Alors que les négociations nucléaires avec les États-Unis se déroulent discrètement, le guide suprême du régime iranien, Ali Khamenei, a adopté une position défensive, s’adressant à sa base non pas avec triomphe, mais avec prudence et une inquiétude visible quant à d’éventuelles failles dans la loyauté. Son récent discours reflète un leadership confronté non seulement à des pressions extérieures, mais aussi à une incertitude interne croissante.
Le 24 avril, lors d’une cérémonie officielle, Khamenei est revenu sur un moment historique de l’islam chiite : le traité de paix controversé de l’imam Hassan. « Certains se plaignent du traité de paix de l’imam Hassan. Mais l’imam a dit : “Vous ne savez pas ; c’est peut-être une épreuve pour vous et un répit temporaire” », a-t-il déclaré, faisant référence à sa propre interprétation publiée il y a quelques années.
Khamenei n’a pas cherché à afficher la force. Au contraire, ses propos étaient remplis d’avertissements concernant le doute, la déloyauté et même la perte de contrôle parmi les initiés : « À chaque époque, certains doutent… Ceux qui étaient initialement du côté de l’imam Hassan, beaucoup ont ensuite tourné le dos », a-t-il déclaré.
Il a également condamné ce qu’il a qualifié de discours inconsidérés au sein du régime : « Certains ne peuvent pas contrôler leur langue. Ils ne peuvent pas contrôler leur bouche. Ces gens sont dangereux.» Cette déclaration, prononcée avec emphase, semblait s’adresser à des personnalités internes au système susceptibles de critiquer ou d’hésiter face aux décisions à venir.

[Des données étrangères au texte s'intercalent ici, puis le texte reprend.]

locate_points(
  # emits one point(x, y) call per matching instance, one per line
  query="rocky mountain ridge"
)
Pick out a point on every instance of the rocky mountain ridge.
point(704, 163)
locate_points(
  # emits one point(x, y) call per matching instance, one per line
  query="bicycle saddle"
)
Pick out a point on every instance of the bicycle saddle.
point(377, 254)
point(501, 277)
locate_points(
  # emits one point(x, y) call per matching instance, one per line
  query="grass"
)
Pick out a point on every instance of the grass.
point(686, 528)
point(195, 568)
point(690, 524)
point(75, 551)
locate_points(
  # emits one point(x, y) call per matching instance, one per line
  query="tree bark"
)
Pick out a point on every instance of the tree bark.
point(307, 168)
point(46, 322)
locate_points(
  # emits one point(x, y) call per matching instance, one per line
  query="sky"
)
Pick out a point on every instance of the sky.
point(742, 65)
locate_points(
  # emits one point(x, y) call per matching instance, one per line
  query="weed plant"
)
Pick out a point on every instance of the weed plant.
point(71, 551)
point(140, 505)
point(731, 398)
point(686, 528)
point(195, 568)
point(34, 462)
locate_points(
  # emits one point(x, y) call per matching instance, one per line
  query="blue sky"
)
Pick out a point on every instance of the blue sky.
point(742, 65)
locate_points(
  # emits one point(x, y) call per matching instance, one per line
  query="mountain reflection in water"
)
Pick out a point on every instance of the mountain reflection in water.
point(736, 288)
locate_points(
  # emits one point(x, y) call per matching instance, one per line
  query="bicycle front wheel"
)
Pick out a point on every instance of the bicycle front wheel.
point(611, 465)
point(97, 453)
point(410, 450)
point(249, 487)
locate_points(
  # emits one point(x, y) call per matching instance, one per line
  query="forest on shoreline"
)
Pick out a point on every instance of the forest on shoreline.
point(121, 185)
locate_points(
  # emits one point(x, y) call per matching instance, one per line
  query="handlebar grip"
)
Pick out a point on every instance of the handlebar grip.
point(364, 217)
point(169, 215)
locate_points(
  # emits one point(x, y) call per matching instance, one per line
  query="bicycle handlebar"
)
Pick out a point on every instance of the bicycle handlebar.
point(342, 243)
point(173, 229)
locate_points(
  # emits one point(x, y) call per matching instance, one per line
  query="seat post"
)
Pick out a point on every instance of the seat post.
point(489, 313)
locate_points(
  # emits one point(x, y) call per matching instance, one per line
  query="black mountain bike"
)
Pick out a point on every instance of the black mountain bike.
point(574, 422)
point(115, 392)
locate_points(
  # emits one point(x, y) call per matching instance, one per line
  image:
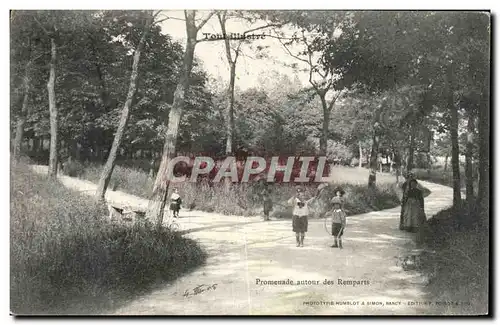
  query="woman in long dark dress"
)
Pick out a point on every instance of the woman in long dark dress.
point(266, 200)
point(413, 207)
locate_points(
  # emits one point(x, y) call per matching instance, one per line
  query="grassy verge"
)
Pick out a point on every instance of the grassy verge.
point(458, 270)
point(243, 199)
point(63, 253)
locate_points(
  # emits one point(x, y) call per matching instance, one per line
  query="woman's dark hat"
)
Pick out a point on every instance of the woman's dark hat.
point(339, 189)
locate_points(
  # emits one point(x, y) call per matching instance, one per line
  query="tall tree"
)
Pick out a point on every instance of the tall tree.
point(51, 33)
point(160, 189)
point(132, 88)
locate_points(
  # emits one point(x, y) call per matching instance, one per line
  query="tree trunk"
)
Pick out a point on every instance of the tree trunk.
point(372, 178)
point(160, 189)
point(52, 110)
point(24, 113)
point(455, 151)
point(360, 155)
point(230, 89)
point(323, 140)
point(484, 150)
point(110, 163)
point(411, 149)
point(469, 174)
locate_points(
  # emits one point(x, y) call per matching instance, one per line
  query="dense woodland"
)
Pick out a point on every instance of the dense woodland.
point(109, 87)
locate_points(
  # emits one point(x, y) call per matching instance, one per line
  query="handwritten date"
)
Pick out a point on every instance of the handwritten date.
point(199, 289)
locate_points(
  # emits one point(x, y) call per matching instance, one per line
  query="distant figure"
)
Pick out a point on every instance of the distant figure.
point(323, 202)
point(413, 207)
point(266, 201)
point(175, 203)
point(339, 221)
point(300, 215)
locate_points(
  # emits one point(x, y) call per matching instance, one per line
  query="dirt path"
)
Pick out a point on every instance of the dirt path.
point(245, 250)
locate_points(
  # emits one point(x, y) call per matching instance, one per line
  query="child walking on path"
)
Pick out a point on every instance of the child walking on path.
point(300, 216)
point(175, 203)
point(339, 221)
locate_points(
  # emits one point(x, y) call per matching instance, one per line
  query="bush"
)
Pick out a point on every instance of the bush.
point(63, 251)
point(458, 270)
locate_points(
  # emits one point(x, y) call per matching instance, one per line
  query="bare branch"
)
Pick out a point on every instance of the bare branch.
point(263, 27)
point(204, 21)
point(330, 106)
point(222, 21)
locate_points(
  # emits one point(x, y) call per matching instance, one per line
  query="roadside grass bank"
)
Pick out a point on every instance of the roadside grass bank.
point(66, 258)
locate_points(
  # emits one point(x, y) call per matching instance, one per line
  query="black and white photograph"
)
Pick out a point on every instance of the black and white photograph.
point(250, 162)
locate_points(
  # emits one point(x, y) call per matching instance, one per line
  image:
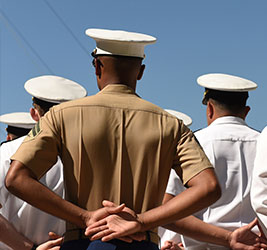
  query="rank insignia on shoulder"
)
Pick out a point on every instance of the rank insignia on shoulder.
point(34, 132)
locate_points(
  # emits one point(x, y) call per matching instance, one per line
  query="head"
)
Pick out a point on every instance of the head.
point(118, 56)
point(39, 108)
point(49, 90)
point(222, 103)
point(118, 70)
point(14, 132)
point(18, 124)
point(225, 95)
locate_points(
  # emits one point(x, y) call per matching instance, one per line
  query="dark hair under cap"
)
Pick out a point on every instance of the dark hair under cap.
point(226, 97)
point(43, 104)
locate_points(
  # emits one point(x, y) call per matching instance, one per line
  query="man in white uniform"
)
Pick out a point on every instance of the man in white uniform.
point(47, 91)
point(165, 234)
point(259, 181)
point(230, 146)
point(18, 124)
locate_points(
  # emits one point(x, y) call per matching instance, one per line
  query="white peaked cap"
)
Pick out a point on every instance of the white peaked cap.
point(185, 118)
point(224, 82)
point(118, 42)
point(18, 120)
point(54, 89)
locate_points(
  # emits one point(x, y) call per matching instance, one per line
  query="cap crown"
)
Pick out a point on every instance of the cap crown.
point(225, 82)
point(119, 42)
point(54, 89)
point(185, 118)
point(18, 120)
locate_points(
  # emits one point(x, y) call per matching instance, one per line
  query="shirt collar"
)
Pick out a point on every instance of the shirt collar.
point(117, 88)
point(228, 120)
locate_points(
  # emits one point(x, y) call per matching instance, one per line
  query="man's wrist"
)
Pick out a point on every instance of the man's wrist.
point(229, 238)
point(141, 223)
point(34, 247)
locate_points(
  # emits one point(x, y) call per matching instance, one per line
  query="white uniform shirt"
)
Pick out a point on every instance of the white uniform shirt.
point(175, 186)
point(28, 220)
point(230, 146)
point(259, 181)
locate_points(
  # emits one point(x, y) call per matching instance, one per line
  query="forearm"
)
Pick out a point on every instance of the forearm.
point(21, 182)
point(200, 194)
point(11, 237)
point(197, 229)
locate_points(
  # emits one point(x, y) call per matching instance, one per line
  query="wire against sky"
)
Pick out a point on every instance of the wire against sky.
point(18, 37)
point(67, 28)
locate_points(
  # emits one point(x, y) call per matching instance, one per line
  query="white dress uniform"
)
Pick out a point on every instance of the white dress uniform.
point(259, 181)
point(231, 147)
point(172, 187)
point(28, 220)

Ahmad Alamolhoda, représentant de Khamenei à Machhad, a cherché à gérer les attentes de l’opinion publique et à se dégager de toute responsabilité quant à l’aggravation des difficultés économiques de l’Iran. Dans son sermon du vendredi 25 avril 2025, il a mis en garde contre le fait de « lier la vie des gens aux négociations », déclarant : « Il est injuste de dire que si les négociations aboutissent, notre économie se portera bien – et sinon, nous sommes ruinés. » Il a imputé l’instabilité des marchés, la baisse des investissements et les tensions psychologiques à ce qu’il a appelé la « conditionnalisation » de l’économie à la diplomatie. Malgré son rôle au sein de l’establishment clérical, les propos d’Alamolhoda ont présenté la crise comme externe et ont laissé entendre que les dirigeants – y compris lui-même – ne sont pas responsables des négociations en cours.

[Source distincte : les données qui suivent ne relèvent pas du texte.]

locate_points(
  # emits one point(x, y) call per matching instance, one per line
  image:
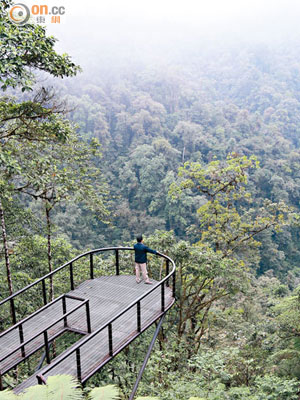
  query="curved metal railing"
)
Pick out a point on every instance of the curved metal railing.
point(91, 253)
point(112, 351)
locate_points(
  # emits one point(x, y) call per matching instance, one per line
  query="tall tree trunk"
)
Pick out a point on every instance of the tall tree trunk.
point(6, 252)
point(49, 250)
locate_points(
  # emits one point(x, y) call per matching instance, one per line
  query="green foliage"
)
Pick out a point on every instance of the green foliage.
point(25, 47)
point(108, 392)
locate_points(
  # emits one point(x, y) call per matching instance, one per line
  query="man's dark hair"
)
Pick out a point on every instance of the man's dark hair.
point(139, 238)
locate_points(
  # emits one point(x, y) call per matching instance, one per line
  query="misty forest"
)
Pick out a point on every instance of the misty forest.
point(196, 147)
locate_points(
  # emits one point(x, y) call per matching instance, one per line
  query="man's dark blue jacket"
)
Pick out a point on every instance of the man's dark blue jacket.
point(141, 251)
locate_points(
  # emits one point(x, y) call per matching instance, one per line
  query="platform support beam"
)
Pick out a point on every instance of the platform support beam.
point(147, 357)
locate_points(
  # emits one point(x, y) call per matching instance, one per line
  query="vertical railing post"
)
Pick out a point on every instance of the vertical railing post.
point(21, 335)
point(78, 363)
point(168, 270)
point(174, 284)
point(91, 266)
point(47, 347)
point(110, 343)
point(71, 276)
point(139, 316)
point(13, 311)
point(88, 317)
point(162, 297)
point(44, 292)
point(64, 303)
point(117, 263)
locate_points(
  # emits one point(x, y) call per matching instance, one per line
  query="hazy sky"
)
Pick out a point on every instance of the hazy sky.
point(88, 25)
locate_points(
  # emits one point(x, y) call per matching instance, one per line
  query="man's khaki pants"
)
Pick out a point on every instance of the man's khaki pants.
point(143, 268)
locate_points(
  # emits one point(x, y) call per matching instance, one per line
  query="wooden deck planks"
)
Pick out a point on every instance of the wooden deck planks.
point(108, 296)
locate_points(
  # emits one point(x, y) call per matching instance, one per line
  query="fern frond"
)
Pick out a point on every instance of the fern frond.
point(109, 392)
point(37, 392)
point(8, 395)
point(63, 387)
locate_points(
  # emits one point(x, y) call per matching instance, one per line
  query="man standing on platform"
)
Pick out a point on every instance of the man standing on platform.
point(140, 251)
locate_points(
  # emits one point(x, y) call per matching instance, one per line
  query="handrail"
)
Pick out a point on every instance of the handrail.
point(76, 347)
point(31, 316)
point(69, 263)
point(23, 344)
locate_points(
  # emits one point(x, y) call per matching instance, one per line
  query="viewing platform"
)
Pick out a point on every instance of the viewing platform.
point(108, 311)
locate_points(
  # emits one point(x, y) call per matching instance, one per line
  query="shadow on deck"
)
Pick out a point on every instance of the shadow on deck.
point(111, 311)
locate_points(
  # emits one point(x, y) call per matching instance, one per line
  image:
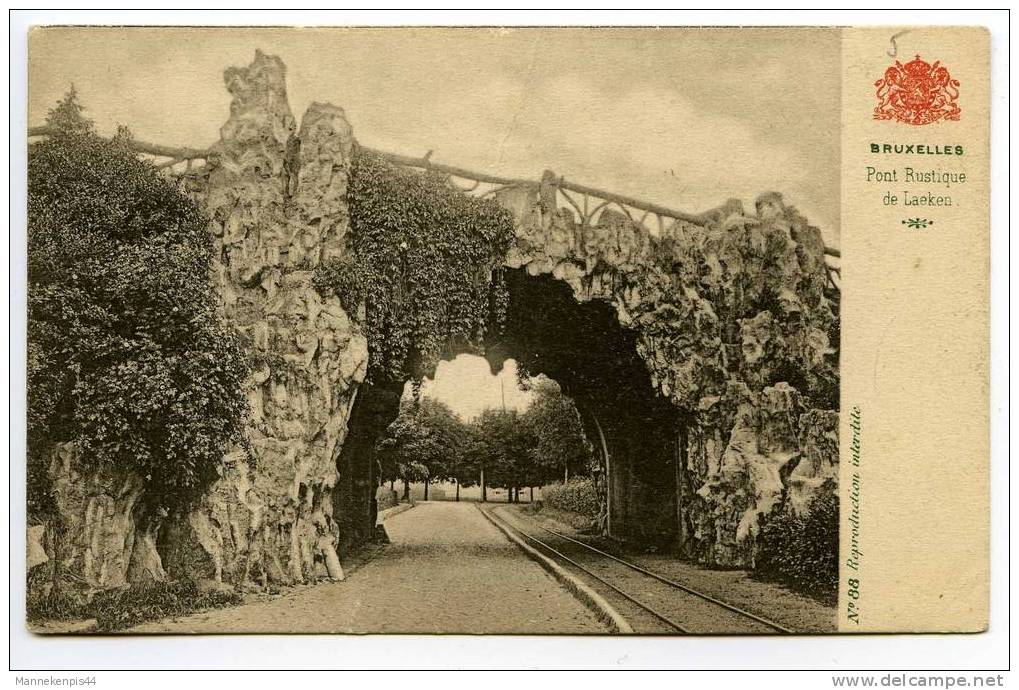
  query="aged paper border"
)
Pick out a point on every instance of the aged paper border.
point(817, 652)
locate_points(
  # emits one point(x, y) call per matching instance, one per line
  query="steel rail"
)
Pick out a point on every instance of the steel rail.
point(629, 597)
point(674, 583)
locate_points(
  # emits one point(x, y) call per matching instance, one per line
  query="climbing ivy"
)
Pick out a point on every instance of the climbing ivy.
point(127, 356)
point(424, 260)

Cette vague de prudence intervient dans un contexte de difficultés socio-économiques sans précédent. Javad Arianmanesh, ancien député, a qualifié la situation de « catastrophique » et a mis en garde contre un possible soulèvement. « Le peuple ne croit plus aux réformistes ni aux partisans de la ligne dure. La confiance a disparu », a-t-il déclaré, ajoutant que même les électeurs qui soutenaient autrefois des candidats extrémistes comme Saeed Jalili « revoient désormais leur position ».
Par ailleurs, Shahaboddin Tabatabaei, secrétaire général du parti iranien Neday-e, a averti que la confiance du public est façonnée non seulement par les politiques, mais aussi par les signaux émis par les dirigeants. Il a contrasté le discours des gouvernements précédents, qui, selon lui, donnait « une impression de renversement », avec l’approche actuelle du président Pezeshkian, qu’il a décrite comme axée sur la « survie ».

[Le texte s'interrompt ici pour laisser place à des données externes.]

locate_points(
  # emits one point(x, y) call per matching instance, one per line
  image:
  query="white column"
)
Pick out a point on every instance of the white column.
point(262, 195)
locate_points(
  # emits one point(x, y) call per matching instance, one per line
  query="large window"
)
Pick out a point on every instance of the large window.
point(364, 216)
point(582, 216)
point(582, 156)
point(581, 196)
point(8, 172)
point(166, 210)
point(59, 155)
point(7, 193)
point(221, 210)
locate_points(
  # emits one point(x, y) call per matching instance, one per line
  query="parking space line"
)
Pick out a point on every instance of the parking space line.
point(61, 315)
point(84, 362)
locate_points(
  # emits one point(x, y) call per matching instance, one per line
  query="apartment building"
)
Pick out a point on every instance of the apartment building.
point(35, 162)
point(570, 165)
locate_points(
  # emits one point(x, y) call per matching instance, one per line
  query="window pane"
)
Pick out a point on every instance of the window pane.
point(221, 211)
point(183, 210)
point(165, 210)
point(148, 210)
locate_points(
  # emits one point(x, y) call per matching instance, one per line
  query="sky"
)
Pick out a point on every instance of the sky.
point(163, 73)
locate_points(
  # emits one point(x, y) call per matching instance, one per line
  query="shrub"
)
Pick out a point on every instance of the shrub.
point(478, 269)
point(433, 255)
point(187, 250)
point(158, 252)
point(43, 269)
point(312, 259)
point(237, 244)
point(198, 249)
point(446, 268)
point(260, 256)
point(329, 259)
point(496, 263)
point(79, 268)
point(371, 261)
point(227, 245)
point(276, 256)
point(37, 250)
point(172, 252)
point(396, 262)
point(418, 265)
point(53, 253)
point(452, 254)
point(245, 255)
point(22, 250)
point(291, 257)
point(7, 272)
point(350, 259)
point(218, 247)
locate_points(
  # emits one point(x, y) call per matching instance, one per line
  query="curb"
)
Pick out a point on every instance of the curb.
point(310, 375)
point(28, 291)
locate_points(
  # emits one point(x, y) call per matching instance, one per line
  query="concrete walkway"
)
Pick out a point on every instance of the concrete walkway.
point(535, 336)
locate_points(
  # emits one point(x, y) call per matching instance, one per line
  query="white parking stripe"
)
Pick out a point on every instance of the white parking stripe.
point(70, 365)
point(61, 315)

Dans une déclaration parallèle, Mohammad-Mehdi Imanipour, haut responsable culturel, a admis que l’Iran faisait l’objet d’une surveillance internationale croissante. « Des poursuites sont en cours contre nous pour violations des droits humains, notamment en matière de droits des femmes et d’implication régionale », a-t-il déclaré à la télévision d’État. Imanipour a souligné que l’Iran était « sous le feu des critiques sur deux fronts », subissant simultanément des pressions sur son programme nucléaire et son bilan national en matière de droits humains.
Alors que les négociations sont en cours et que des résultats controversés sont à prévoir, le discours de Khamenei révèle plus que de la détermination : il révèle de la peur. Non pas une peur des puissances étrangères, mais une peur de l’érosion interne : du doute, de la dissidence et des défections qui pourraient aggraver la crise de légitimité de la dictature cléricale à un moment critique.